Brian 2, an intuitive and efficient neural simulator

Brian 2 allows scientists to simply and efficiently simulate spiking neural network models. These models can feature novel dynamical equations, their interactions with the environment, and experimental protocols. To preserve high performance when defining new models, most simulators offer two options: low-level programming or description languages. The first option requires expertise, is prone to errors, and is problematic for reproducibility. The second option cannot describe all aspects of a computational experiment, such as the potentially complex logic of a stimulation protocol. Brian addresses these issues using runtime code generation. Scientists write code with simple and concise high-level descriptions, and Brian transforms them into efficient low-level code that can run interleaved with their code. We illustrate this with several challenging examples: a plastic model of the pyloric network, a closed-loop sensorimotor model, a programmatic exploration of a neuron model, and an auditory model with real-time input.

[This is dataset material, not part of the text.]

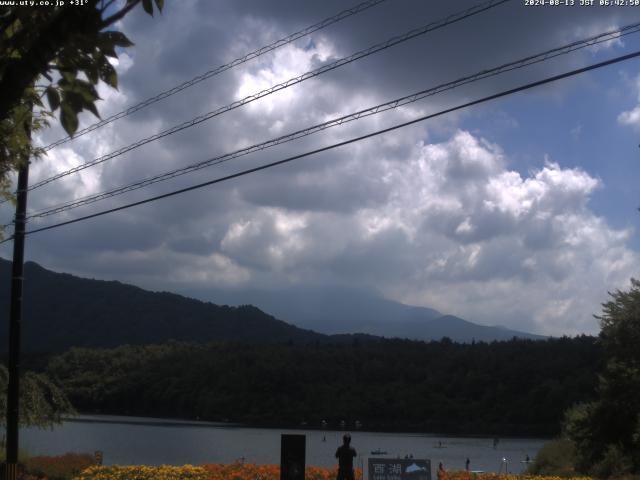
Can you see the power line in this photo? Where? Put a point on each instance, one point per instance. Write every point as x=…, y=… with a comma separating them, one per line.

Simulating the brain starts with understanding the activity of a single neuron. From there, it quickly gets very complicated. To reconstruct the brain with computers, neuroscientists have to first understand how one brain cell communicates with another using electrical and chemical signals, and then describe these events using code. At this point, neuroscientists can begin to build digital copies of complex neural networks to learn more about how those networks interpret and process information.

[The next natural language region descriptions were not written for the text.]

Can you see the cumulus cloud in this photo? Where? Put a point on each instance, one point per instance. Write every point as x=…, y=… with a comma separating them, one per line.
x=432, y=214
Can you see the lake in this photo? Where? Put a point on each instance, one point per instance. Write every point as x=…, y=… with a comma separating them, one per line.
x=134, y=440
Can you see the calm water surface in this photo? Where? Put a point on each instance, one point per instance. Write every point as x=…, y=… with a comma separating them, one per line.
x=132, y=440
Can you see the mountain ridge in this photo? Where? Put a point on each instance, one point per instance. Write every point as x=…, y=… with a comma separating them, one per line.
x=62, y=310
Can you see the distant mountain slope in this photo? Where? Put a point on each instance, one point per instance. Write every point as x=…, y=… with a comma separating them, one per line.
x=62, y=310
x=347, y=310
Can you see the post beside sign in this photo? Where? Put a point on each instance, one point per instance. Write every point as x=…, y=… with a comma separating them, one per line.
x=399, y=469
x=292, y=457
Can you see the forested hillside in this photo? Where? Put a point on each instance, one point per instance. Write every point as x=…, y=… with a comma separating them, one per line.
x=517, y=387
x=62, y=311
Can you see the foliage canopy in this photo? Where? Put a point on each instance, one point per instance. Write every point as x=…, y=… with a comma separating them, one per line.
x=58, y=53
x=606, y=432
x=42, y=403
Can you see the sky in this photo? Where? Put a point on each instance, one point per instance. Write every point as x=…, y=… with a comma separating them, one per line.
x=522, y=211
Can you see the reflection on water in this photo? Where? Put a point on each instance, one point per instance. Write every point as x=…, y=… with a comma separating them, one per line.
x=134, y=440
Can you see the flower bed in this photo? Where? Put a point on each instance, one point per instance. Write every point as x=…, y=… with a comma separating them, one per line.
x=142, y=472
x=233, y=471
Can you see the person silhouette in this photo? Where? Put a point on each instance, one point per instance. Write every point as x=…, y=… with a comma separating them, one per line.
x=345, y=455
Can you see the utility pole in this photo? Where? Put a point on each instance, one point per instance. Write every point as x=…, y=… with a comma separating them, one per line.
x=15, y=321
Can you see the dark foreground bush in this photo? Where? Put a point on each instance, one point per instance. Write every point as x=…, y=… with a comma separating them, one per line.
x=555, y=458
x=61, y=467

To do this, computational neuroscientists have developed simulators that take models for how the brain works to simulate neural networks. These simulators need to be able to express many different models, simulate these models accurately, and be relatively easy to use. Unfortunately, simulators that can express a wide range of models tend to require technical expertise from users, or perform poorly; while those capable of simulating models efficiently can only do so for a limited number of models. An approach to increase the range of models simulators can express is to use so-called ‘model description languages’. These languages describe each element within a model and the relationships between them, but only among a limited set of possibilities, which does not include the environment. This is a problem when attempting to simulate the brain, because a brain is precisely supposed to interact with the outside world.

Stimberg et al. set out to develop a simulator that allows neuroscientists to express several neural models in a simple way, while preserving high performance, without using model description languages. Instead of describing each element within a specific model, the simulator generates code derived from equations provided in the model. This code is then inserted into the computational experiments. This means that the simulator generates code specific to each model, allowing it to perform well across a range of models. The result, Brian 2, is a neural simulator designed to overcome the rigidity of other simulators while maintaining performance.

Stimberg et al. illustrate the performance of Brian 2 with a series of computational experiments, showing how Brian 2 can test unconventional models, and demonstrating how users can extend the code to use Brian 2 beyond its built-in capabilities.